Loin du « rap français qui ne sympathise pas« , Aelpéacha se fait donc le porte-parole d’un mouvement décomplexé. Reconnaissant pleinement aux Américains la paternité du rap, il se positionne comme un descendant légitime des Dj Quik et autres Daz Dillinger. Le programmes est donc clair : des grosses basses, des claps en pagaille, des voix féminines souvent utilisées en guise de refrains et des sonorités funk et soul.
Cela dit, il s’agit autant de G-Funk et de talk box que de lowrider et de bandanas. Car c’est tout un style de vie qui est fantasmé, rappé et même chanté lors d’un interlude à la gloire de Monsieur Soleil (‘Dédicacer pour vous’).

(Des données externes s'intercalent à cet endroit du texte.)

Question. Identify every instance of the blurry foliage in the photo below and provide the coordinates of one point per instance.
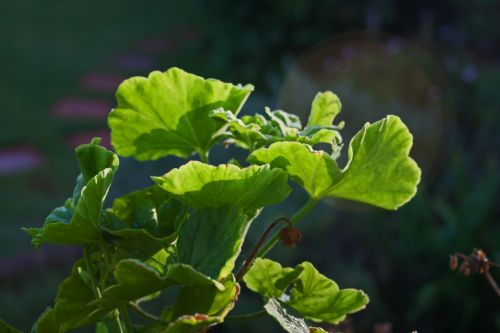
(403, 261)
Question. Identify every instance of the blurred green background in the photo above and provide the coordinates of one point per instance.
(436, 65)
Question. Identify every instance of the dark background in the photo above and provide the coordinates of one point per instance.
(437, 66)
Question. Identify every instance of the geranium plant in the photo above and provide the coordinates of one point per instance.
(187, 229)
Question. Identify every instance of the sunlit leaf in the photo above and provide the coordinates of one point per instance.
(269, 278)
(78, 221)
(315, 171)
(206, 299)
(144, 221)
(168, 113)
(379, 171)
(211, 240)
(201, 185)
(312, 295)
(136, 279)
(325, 107)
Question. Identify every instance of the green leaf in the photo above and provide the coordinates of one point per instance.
(72, 307)
(211, 240)
(201, 185)
(312, 294)
(206, 299)
(315, 171)
(325, 107)
(379, 171)
(94, 158)
(318, 298)
(269, 279)
(168, 113)
(5, 328)
(136, 279)
(144, 221)
(76, 226)
(291, 323)
(78, 221)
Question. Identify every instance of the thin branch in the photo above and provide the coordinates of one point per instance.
(257, 247)
(492, 282)
(246, 316)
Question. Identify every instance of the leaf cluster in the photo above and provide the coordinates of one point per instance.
(186, 230)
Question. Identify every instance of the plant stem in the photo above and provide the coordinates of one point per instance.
(203, 156)
(93, 281)
(116, 312)
(299, 215)
(246, 316)
(146, 315)
(248, 262)
(115, 316)
(126, 319)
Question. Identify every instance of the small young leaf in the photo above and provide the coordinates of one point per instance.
(168, 113)
(291, 324)
(71, 309)
(78, 225)
(318, 298)
(200, 185)
(93, 158)
(379, 171)
(78, 221)
(206, 299)
(269, 279)
(211, 240)
(312, 294)
(143, 222)
(136, 279)
(315, 171)
(325, 107)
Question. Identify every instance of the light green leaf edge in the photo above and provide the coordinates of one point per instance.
(201, 185)
(379, 171)
(325, 107)
(312, 294)
(168, 113)
(290, 323)
(78, 221)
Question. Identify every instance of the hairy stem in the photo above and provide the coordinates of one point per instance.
(146, 315)
(299, 215)
(246, 316)
(90, 270)
(257, 247)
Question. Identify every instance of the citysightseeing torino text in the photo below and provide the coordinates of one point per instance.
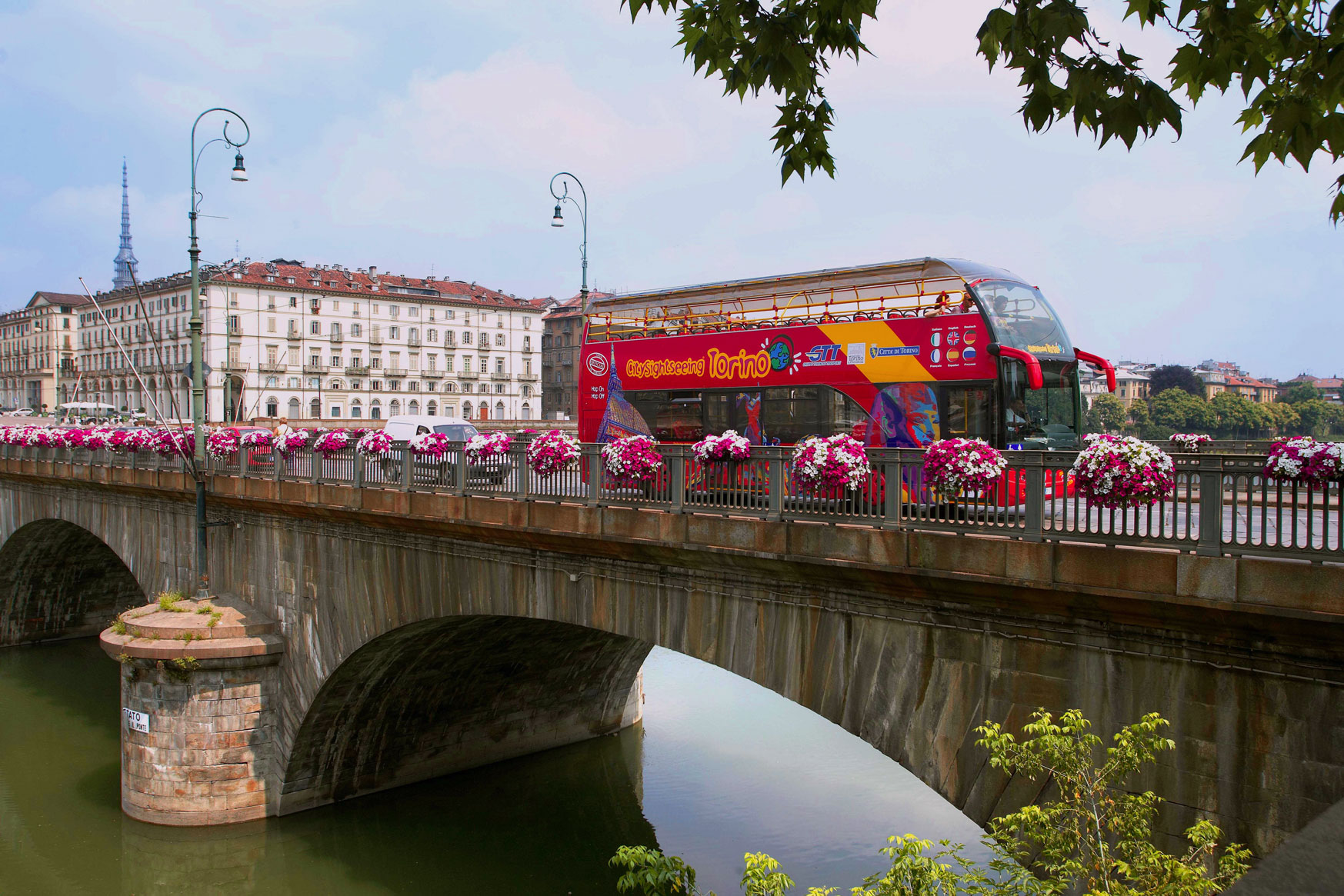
(718, 365)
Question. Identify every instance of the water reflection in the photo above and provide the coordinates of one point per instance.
(718, 768)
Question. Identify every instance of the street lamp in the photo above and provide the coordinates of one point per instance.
(198, 355)
(558, 221)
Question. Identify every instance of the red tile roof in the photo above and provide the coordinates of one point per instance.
(340, 281)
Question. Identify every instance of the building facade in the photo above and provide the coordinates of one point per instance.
(38, 351)
(302, 341)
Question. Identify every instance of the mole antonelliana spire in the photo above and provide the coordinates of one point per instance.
(125, 261)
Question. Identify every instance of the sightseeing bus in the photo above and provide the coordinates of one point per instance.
(897, 355)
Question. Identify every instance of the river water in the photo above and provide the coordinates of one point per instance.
(718, 768)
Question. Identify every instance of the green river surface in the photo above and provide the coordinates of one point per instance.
(718, 768)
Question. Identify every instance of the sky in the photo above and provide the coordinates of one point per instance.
(421, 138)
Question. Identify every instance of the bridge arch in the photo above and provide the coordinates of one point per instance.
(61, 581)
(451, 694)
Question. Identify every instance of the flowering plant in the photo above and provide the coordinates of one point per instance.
(1306, 460)
(483, 446)
(97, 438)
(632, 460)
(955, 465)
(552, 451)
(1189, 441)
(824, 464)
(222, 444)
(375, 442)
(292, 441)
(729, 446)
(169, 442)
(258, 438)
(331, 442)
(1120, 471)
(430, 445)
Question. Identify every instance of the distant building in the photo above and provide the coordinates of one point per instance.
(562, 335)
(38, 347)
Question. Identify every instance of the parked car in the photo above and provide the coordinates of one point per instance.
(403, 428)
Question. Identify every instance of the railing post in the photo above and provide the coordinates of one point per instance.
(775, 507)
(1210, 505)
(593, 455)
(518, 457)
(892, 482)
(675, 457)
(1032, 481)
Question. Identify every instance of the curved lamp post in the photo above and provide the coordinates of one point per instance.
(558, 221)
(198, 360)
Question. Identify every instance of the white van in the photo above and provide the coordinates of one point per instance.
(403, 428)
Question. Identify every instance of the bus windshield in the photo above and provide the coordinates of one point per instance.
(1045, 418)
(1022, 318)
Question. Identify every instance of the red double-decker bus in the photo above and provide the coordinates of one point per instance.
(897, 355)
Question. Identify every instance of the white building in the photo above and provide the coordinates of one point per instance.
(284, 339)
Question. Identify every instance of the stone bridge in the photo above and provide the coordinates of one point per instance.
(379, 637)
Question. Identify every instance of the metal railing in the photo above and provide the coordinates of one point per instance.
(1221, 504)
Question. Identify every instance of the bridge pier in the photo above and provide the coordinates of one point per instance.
(198, 691)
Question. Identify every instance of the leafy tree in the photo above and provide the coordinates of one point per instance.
(1175, 376)
(1180, 411)
(1300, 392)
(1106, 414)
(1281, 54)
(1238, 415)
(1094, 838)
(1139, 415)
(1284, 417)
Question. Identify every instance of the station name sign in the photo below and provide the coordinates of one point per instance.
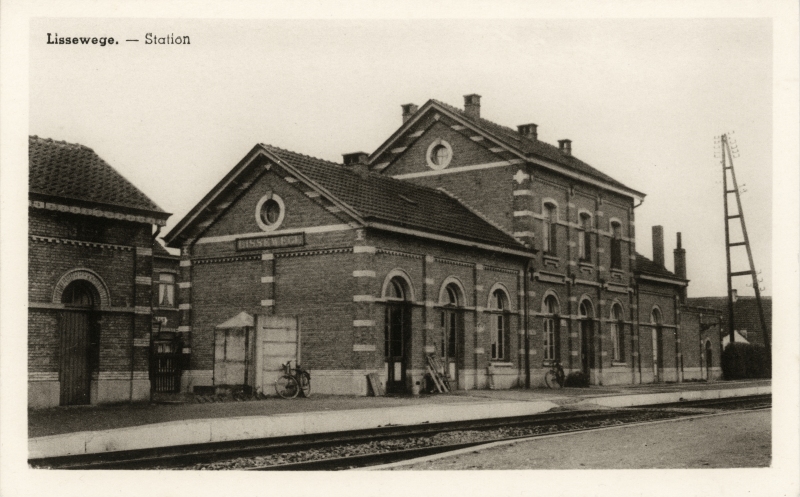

A Splifton, on ne fait pas de politique (« Démago est la France Black-Blanc Beur, je lève mon verre pour tous les riders car ils ne voient pas la couleur« ) mais on roule à 40 kilomètres heures le regard braqué vers les cités pavillonnaires de Compton, cherchant à se trouver des points communs avec ses héros californiens. Entre hymne à la débauche (‘On se fout en l’air’), célébration des symboles westcoast (« Le soleil brille, les barbecues grillent« ) et une pléiade de bons mots et de références qui provoqueront un sourire chez l’auditeur (« Sors ta poitrine comme si tu voulais passer au zapping« ), les lyrics d’Aelpéacha n’ont d’autre prétention que de constituer l’accompagnement parfait d’une journée ensoleillée. Journées ensoleillées qui, selon Alpha, devraient être plus nombreuses si l’on en croît le morceau ‘Pour le réchauffement’ qui « souhaite la bienvenue aux mini jupes de février » et suffirait à s’attirer les foudres de n’importe quel lobby écologiste.
Qu’il tente une incursion dans le reggae (‘Summertime’) ou qu’il reprenne une célèbre mélodie de Julien Clerc (‘La Californie’), Aelpéacha demeure le chef d’orchestre d’une ballade de 21 pistes en forme d’hommage à tout un pan du rap, qu’il soit américain ou hexagonal. Les noms qui jalonnent le disque (Spice 1, Kurupt, N.W.A, Ministère Amer…) rappellent qu’Aelpéacha est avant tout un passionné qui joue sur le terrain du rap comme dans une cour de récréation : profiter au maximum du temps imparti, s’amuser, rêver avant que la platine ou que la sonnerie ne nous ramène à la réalité.